Cassandra
This page describes the usage of the Stream Reactor Cassandra Sink Connector bundled in kafka-connect-cassandra-sink artifact.
Stream Reactor Cassandra Sink Connector is designed to move data from Apache Kafka to Apache Cassandra . It supports Apache Cssandra 3.0 and later, DataStax Enterprise 4.7 and later, and DataStax Astra databases.
Connector Class
io.lenses.streamreactor.connect.cassandra.sink.CassandraSinkConnector
Features
Database authentication : User-password, LDAP, Kerberos
Input formats: The connector supports Avro, Json Schema, Protobuf, Json (schemaless) and primitive data formats. For Schema-Registry based formats, like AVRO, Protobuf, Json-schema, it needs the the Scheam Registry settings.
At least once semantics : The Connect framework stores record offsets in Kafka and resumes from the last committed offset on restart.
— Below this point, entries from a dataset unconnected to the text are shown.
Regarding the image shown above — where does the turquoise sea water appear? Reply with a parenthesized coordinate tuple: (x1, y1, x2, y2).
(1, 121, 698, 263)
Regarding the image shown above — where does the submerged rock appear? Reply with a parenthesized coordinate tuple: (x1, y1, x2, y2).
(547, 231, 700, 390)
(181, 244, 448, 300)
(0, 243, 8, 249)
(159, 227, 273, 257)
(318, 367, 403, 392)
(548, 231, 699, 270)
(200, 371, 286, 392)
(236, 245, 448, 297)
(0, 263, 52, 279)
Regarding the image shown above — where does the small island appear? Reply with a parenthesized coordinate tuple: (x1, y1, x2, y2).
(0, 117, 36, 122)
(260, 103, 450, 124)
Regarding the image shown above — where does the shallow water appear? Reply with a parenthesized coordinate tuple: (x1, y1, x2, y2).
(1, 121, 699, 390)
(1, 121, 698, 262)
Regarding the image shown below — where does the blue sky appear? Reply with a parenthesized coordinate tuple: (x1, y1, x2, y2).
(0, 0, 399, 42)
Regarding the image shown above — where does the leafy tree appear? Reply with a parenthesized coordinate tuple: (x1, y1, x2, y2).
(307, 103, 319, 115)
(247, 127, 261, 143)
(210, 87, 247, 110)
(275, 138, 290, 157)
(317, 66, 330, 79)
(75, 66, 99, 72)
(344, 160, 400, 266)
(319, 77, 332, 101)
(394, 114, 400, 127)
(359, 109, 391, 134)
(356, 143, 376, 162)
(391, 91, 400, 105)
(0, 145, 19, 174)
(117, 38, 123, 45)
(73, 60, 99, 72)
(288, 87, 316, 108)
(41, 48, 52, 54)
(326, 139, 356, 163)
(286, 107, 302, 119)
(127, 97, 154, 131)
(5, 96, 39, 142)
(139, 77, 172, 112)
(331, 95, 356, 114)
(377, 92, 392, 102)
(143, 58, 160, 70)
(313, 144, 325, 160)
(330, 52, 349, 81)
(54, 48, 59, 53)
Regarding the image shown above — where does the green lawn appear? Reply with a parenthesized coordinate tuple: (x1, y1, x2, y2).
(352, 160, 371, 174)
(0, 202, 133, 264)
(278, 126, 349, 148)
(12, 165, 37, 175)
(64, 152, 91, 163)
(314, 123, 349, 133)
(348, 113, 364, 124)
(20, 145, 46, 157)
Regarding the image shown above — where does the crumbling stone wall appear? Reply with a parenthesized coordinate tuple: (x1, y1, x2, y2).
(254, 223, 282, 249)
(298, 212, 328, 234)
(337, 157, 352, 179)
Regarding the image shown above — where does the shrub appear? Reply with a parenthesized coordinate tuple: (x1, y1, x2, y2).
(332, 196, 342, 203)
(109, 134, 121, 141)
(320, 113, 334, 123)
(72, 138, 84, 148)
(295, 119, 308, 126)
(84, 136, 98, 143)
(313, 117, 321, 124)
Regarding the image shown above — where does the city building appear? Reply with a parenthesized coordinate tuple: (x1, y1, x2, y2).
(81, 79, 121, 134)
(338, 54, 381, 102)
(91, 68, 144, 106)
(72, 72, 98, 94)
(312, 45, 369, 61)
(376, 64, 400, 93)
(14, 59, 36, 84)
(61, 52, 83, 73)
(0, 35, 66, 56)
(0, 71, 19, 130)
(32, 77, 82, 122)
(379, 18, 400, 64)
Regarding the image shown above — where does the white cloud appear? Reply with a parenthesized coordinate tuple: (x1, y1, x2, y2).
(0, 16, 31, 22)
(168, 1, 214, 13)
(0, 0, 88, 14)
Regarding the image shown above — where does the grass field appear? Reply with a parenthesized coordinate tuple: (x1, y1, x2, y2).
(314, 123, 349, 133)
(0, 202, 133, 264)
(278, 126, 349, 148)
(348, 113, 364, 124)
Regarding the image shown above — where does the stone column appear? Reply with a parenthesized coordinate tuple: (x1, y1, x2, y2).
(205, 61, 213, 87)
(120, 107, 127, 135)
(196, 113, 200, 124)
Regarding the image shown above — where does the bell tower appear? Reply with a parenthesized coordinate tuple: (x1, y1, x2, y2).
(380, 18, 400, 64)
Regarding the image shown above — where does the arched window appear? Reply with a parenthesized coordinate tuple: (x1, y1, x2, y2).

This ensures reliable delivery but may occasionally result in duplicate record processing during failures
Kafka topic to database's table mapping: It allows the control of which Kafka message fields are written to the database table columns
Multi-table mapping: Enables writing a topic to multiple database tables
Date/Time/Timestamp formats: Allows control of the date, time, and timestamp format conversion between Kafka messages and database columns, supporting custom parsing and formatting patterns.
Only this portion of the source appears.